Every bull and bear market has a life span before it ends. So often, traders and investors that simply follow the news and fundamentals think that the current trend can last forever, but we all know that is not true. In 2007, it took three small stock market crashes before the public realized that the bull market was ending and a strong bear market was about to begin.
Here are three reasons why the current bull market is on borrowed time and could be ending very soon.
1. Most bull markets last around 50 to 67 months. This bull market is about to reach its 60 month anniversary on March 6th, 2014. While bull markets don’t just die on the exact anniversary date, it should signal to traders that it is long in the tooth and very mature at this stage of the game. Ironically, the bull market that began in 1982 lasted roughly 60 months before the 1987 stock market crash. The same time period was again seen from the 2002 low to the 2007 high, this was 60 months. So any trader or investor with half of a brain should take note of this current 60-month cycle. The one coincidence of the 60-month bull markets of the past was primarily due to easy money by the Federal Reserve, this time no different.

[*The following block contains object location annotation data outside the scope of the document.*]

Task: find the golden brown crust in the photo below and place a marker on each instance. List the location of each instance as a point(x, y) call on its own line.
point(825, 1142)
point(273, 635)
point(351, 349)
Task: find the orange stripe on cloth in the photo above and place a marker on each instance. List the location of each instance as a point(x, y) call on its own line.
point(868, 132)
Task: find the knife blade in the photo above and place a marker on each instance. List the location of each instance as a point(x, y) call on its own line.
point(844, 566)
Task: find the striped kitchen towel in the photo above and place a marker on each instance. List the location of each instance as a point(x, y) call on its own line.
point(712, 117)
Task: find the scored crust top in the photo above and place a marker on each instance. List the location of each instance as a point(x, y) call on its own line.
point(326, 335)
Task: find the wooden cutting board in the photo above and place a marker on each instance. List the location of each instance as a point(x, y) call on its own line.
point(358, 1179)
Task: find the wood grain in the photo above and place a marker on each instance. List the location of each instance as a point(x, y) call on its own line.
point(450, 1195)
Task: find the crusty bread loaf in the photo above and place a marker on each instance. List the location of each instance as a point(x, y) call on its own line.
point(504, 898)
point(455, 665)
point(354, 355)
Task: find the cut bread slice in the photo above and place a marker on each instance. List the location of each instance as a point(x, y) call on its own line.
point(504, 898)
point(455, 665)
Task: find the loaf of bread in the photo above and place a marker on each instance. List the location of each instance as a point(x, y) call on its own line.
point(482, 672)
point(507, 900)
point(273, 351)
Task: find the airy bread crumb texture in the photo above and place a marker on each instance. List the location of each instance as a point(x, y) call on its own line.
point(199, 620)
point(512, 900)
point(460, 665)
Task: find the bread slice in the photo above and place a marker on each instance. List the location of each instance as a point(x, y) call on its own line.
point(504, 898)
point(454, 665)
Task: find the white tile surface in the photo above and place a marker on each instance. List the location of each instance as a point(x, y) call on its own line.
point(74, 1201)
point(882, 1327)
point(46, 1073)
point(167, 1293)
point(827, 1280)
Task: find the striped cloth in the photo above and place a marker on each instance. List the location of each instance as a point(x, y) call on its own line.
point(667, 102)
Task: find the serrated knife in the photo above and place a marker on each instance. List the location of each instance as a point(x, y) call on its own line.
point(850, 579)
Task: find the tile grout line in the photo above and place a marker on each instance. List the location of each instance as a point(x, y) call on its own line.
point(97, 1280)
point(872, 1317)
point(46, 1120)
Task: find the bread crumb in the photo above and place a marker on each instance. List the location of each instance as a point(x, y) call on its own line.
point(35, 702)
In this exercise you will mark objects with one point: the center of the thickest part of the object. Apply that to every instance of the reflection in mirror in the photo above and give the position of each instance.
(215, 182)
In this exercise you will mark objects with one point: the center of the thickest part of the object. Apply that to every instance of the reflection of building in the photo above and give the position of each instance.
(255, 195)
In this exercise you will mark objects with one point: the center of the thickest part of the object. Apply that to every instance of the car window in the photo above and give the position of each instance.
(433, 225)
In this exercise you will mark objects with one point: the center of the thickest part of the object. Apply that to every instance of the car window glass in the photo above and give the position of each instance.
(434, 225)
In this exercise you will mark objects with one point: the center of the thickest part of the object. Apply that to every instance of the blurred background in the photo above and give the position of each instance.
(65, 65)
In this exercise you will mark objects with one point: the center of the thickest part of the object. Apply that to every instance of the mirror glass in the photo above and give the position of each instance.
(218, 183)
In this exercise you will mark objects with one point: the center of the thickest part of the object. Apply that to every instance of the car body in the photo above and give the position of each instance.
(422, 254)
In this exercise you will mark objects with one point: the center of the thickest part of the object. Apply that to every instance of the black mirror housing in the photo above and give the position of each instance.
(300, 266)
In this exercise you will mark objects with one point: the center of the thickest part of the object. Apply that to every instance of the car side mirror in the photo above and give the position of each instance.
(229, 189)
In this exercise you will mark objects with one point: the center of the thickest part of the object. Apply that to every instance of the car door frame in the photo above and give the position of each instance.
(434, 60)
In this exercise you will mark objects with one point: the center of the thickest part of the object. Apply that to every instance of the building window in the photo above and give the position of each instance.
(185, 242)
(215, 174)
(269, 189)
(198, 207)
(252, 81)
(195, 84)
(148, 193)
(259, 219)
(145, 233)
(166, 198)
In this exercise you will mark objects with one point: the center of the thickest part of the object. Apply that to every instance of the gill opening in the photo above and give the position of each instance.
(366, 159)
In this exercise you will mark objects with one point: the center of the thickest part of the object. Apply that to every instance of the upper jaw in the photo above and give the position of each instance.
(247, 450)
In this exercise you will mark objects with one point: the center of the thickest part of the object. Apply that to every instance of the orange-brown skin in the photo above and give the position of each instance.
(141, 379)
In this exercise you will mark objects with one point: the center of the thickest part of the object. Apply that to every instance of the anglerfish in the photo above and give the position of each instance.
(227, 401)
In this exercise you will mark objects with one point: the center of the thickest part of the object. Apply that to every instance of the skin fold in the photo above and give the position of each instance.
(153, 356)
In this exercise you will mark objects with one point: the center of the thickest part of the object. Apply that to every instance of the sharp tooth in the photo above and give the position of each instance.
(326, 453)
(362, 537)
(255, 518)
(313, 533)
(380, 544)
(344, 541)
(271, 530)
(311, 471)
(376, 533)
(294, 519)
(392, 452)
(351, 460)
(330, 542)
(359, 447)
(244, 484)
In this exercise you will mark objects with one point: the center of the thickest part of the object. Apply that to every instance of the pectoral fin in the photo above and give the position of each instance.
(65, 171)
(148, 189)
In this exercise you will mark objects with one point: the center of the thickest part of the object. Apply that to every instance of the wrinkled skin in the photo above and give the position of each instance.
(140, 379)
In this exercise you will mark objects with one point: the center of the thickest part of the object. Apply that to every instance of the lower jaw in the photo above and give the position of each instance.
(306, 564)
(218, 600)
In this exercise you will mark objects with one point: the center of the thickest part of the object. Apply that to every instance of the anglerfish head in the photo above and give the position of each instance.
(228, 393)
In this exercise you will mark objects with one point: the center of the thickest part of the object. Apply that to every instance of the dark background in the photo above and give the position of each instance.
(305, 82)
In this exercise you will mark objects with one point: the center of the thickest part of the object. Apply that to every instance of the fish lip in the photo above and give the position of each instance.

2. The Federal Reserve Bank has ballooned its balance sheet to over $4 trillion. It will be a very tough task for the central bank to unwind that gigantic number. Currently, the Federal Reserve Bank is trying to unwind its QE-3 (quantitative easing) program by tapering its monthly purchases. Once the central bank starts to ease the amount of created money it should cause major problems. This tapering will soon hurt the equity markets as less U.S. Treasuries and mortgage backed securities (MBS) are purchased each month.
3. Other countries are starting to feel the pressures of inflation. Countries such as Brazil, India, Ukraine, Venezuela, Thailand, Syria, Bosnia, South Africa, Turkey, and many other countries are dealing with the rise in food prices. Civil unrest has already started to occur in many of these countries due to price inflation. Higher interest rates are really the only way to bring down food inflation. Unfortunately, when higher interest rates occur the economy will usually slow down. Remember, while easy money helps to lift asset prices it does also lift food and energy prices as well. Food and energy are really what people need to survive. The central bankers who run the monetary policy around the world have to be looking at the high food prices, and they will all need to start pulling back on the easy money policies that have been in place for over five years now.
While the writing on the wall is obvious to any intelligent trader or investor; one thing we know is that regardless of the market direction, up or down, there is always a trade. All we look for is the continued volatility, as that is what creates great opportunity for us to profit.